Cardiovascular risk, myocardial injury, and exacerbations of chronic obstructive pulmonary disease

Abstract

Rationale: Patients with chronic obstructive pulmonary disease (COPD) have elevated cardiovascular risk, and myocardial injury is common during severe exacerbations. Little is known about the prevalence, magnitude, and underlying mechanisms of cardiovascular risk in community-treated exacerbations.

Objectives: To investigate how COPD exacerbations and exacerbation frequency impact cardiovascular risk and myocardial injury, and whether this is related to airway infection and inflammation.

Methods: We prospectively measured arterial stiffness (aortic pulse wave velocity [aPWV]) and cardiac biomarkers in 98 patients with stable COPD. Fifty-five patients had paired stable and exacerbation assessments, repeated at Days 3, 7, 14, and 35 during recovery. Airway infection was identified using polymerase chain reaction.

Measurements and main results: COPD exacerbation frequency was related to stable-state arterial stiffness (rho = 0.209; P = 0.040). Frequent exacerbators had greater aPWV than infrequent exacerbators (mean ± SD aPWV, 11.4 ± 2.1 vs. 10.3 ± 2.0 ms(-1); P = 0.025). Arterial stiffness rose by an average of 1.2 ms(-1) (11.1%) from stable state to exacerbation (n = 55) and fell slowly during recovery. In those with airway infection at exacerbation (n = 24) this rise was greater (1.4 ± 1.6 vs. 0.7 ± 1.3 ms(-1); P = 0.048); prolonged; and related to sputum IL-6 (rho = 0.753; P < 0.001). Increases in cardiac biomarkers at exacerbation were higher in those with ischemic heart disease (n = 12) than those without (n = 43) (mean ± SD increase in troponin T, 0.011 ± 0.009 vs. 0.003 ± 0.006 μg/L, P = 0.003; N-terminal pro-brain natriuretic peptide, 38.1 ± 37.7 vs. 5.9 ± 12.3 pg/ml, P < 0.001).

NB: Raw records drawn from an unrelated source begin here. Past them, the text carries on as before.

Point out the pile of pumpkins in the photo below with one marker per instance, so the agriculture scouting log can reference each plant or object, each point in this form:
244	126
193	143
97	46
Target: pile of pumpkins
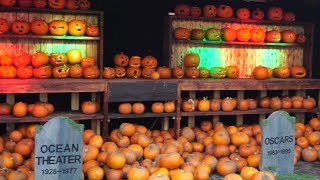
41	66
74	27
225	11
229	34
229	104
136	152
53	4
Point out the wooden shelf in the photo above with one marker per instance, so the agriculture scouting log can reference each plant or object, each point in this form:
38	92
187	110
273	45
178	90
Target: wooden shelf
50	10
49	37
248	84
8	86
74	115
206	42
255	111
144	115
236	20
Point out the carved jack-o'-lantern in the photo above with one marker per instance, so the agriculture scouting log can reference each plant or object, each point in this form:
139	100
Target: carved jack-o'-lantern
243	35
149	62
58	59
213	34
273	36
20	27
257	35
275	13
57	4
76	27
92	30
8	3
39	3
58	28
135	61
209	11
147	72
243	13
289	16
4	26
257	14
229	34
288	36
225	11
39	27
182	10
195	11
121	60
182	33
42	72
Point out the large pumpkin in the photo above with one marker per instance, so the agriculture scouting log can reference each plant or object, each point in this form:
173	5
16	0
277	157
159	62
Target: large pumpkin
76	27
20	27
58	27
39	27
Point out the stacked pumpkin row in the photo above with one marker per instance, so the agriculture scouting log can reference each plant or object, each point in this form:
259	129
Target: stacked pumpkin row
240	35
229	104
41	109
41	66
224	11
54	4
135	152
75	27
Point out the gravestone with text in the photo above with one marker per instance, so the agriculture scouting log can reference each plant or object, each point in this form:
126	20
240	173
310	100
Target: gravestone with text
277	144
58	150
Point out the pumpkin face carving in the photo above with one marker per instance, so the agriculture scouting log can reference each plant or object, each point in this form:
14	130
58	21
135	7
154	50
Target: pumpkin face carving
182	10
275	13
76	27
257	35
225	11
58	28
20	27
182	33
273	36
4	26
243	13
209	11
39	27
257	14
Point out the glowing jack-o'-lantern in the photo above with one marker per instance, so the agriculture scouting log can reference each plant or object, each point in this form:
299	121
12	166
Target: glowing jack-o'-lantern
182	33
209	11
257	14
76	27
4	26
273	36
20	27
275	13
39	27
243	13
58	28
225	11
182	10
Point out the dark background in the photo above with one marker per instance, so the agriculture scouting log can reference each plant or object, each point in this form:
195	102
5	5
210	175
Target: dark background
136	27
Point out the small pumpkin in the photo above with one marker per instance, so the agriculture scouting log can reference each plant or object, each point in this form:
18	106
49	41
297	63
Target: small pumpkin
4	26
182	33
20	27
76	27
298	71
209	11
257	14
275	13
225	11
182	10
243	13
58	28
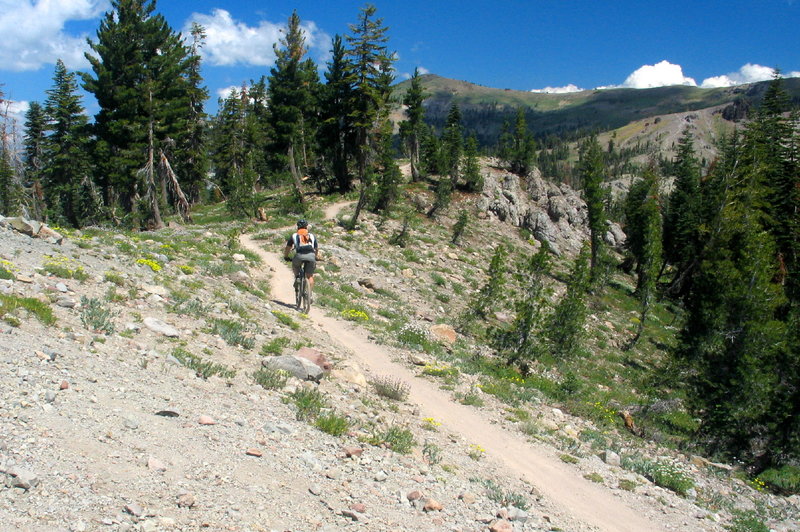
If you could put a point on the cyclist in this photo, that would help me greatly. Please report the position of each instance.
(306, 250)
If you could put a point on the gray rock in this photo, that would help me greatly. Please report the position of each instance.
(611, 458)
(298, 367)
(160, 327)
(22, 478)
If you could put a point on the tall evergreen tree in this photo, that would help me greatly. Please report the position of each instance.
(141, 71)
(292, 92)
(517, 145)
(683, 220)
(592, 172)
(644, 225)
(370, 62)
(453, 144)
(336, 132)
(524, 342)
(66, 148)
(34, 146)
(473, 180)
(565, 326)
(413, 128)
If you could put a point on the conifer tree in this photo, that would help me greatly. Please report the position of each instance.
(140, 78)
(453, 144)
(293, 89)
(517, 146)
(592, 172)
(523, 342)
(335, 131)
(370, 63)
(413, 128)
(34, 146)
(66, 148)
(644, 225)
(565, 327)
(683, 220)
(473, 180)
(490, 295)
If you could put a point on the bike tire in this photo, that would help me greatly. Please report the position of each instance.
(306, 296)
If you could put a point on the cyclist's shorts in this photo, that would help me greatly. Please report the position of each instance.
(310, 260)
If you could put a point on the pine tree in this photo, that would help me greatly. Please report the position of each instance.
(683, 220)
(644, 225)
(336, 132)
(565, 328)
(413, 128)
(517, 146)
(141, 80)
(292, 92)
(523, 342)
(370, 63)
(66, 148)
(592, 172)
(453, 144)
(473, 180)
(34, 146)
(491, 295)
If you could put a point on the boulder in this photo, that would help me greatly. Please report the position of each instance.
(298, 367)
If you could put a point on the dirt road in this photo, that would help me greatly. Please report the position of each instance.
(585, 501)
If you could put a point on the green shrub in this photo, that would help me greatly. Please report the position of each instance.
(271, 379)
(398, 439)
(390, 388)
(309, 403)
(747, 522)
(275, 346)
(95, 317)
(332, 424)
(202, 368)
(285, 319)
(784, 480)
(232, 332)
(10, 303)
(664, 474)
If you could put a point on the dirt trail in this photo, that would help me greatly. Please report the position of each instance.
(575, 496)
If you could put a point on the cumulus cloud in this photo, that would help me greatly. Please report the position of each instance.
(749, 73)
(33, 32)
(559, 90)
(661, 74)
(230, 42)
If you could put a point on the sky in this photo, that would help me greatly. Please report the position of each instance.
(527, 45)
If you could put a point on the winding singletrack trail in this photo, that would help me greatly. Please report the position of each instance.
(573, 496)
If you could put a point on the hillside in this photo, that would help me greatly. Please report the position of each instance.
(137, 397)
(484, 109)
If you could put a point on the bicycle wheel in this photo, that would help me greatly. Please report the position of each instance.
(299, 288)
(306, 295)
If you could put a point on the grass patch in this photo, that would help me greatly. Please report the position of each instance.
(202, 368)
(96, 317)
(232, 332)
(271, 379)
(398, 439)
(390, 388)
(275, 346)
(9, 304)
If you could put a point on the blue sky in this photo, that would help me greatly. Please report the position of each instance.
(552, 45)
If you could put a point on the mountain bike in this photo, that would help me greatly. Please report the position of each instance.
(302, 290)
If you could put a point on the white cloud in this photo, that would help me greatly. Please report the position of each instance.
(230, 42)
(559, 90)
(749, 73)
(33, 32)
(659, 75)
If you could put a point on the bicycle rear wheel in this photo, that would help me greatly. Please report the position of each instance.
(306, 295)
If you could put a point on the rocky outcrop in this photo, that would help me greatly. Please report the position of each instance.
(552, 212)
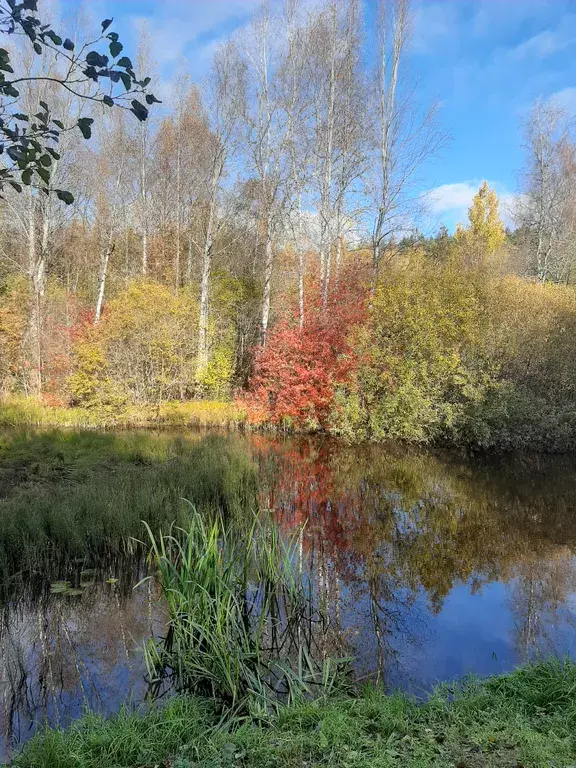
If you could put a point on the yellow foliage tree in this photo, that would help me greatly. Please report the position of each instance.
(485, 234)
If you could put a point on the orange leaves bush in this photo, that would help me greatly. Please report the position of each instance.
(297, 372)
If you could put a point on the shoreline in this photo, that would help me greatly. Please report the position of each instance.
(521, 718)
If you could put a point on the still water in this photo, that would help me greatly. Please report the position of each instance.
(433, 566)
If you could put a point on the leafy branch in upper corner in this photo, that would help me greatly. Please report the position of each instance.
(93, 71)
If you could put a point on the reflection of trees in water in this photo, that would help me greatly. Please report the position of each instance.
(60, 653)
(538, 597)
(385, 524)
(388, 530)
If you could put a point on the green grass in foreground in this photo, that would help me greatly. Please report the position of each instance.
(526, 719)
(26, 411)
(66, 495)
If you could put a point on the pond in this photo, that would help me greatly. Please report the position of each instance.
(432, 566)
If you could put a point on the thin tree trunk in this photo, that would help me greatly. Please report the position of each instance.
(268, 267)
(102, 281)
(205, 295)
(36, 266)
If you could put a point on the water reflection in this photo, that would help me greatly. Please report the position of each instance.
(431, 566)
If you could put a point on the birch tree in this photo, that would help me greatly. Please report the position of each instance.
(547, 204)
(406, 135)
(268, 132)
(226, 100)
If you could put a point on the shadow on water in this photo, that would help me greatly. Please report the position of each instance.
(431, 565)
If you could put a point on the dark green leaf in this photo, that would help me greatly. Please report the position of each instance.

Conclusions: Frequent COPD exacerbators have greater arterial stiffness than infrequent exacerbators. Arterial stiffness rises acutely during COPD exacerbations, particularly with airway infection. Increases in arterial stiffness are related to inflammation, and are slow to recover. Myocardial injury is common and clinically significant during COPD exacerbations, particularly in those with underlying ischemic heart disease.

Figures

Figure 1.

Frequent chronic obstructive pulmonary disease exacerbators (n = 72) had a higher stable-state arterial stiffness than infrequent exacerbators (n = 26) (mean ± SD aortic pulse wave velocity, 11.4 ± 2.1 vs. 10.3 ± 2.0 ms−1; P = 0.025).

Figure 2.

In 55 patients with chronic obstructive pulmonary disease, arterial stiffness increased acutely at exacerbation presentation compared with the paired stable state (mean ± SE aortic pulse wave velocity, 11.3 ± 0.4 vs. 10.1 ± 0.3 ms−1; P < 0.001).

Figure 3.

Arterial stiffness falls slowly during recovery from an acute chronic obstructive pulmonary disease exacerbation. Arterial stiffness fell from its peak at exacerbation presentation by an average of 0.017 ms−1day−1 (95% confidence interval, 0.001–0.033; P = 0.040). Extrapolating this average decline in arterial stiffness during the recovery period indicates a return to the stable-state level at 66 days postexacerbation presentation (95% confidence interval, 33–149 d) (n = 55 at stable state and exacerbation; n = 44 at Day 3; n = 39 at Day 7; n = 38 at Day 14; n = 25 at Day 35; dotted line represents mean stable-state aortic pulse wave velocity).

Figure 4.

The time course of changes in arterial stiffness during acute and recovery phases of 55 chronic obstructive pulmonary disease exacerbations. Those with airway infection detected at exacerbation (red) had a greater and more prolonged rise in arterial stiffness compared with those without detected airway infection (blue).

Figure 5.

The time course of changes in cardiac biomarkers during acute and recovery phases of 55 chronic obstructive pulmonary disease exacerbations. Those with known ischemic heart disease (red) had a higher and more prolonged rise in serum troponin T (A) and N-terminal pro–brain natriuretic peptide (B) compared with those without ischemic heart disease (blue).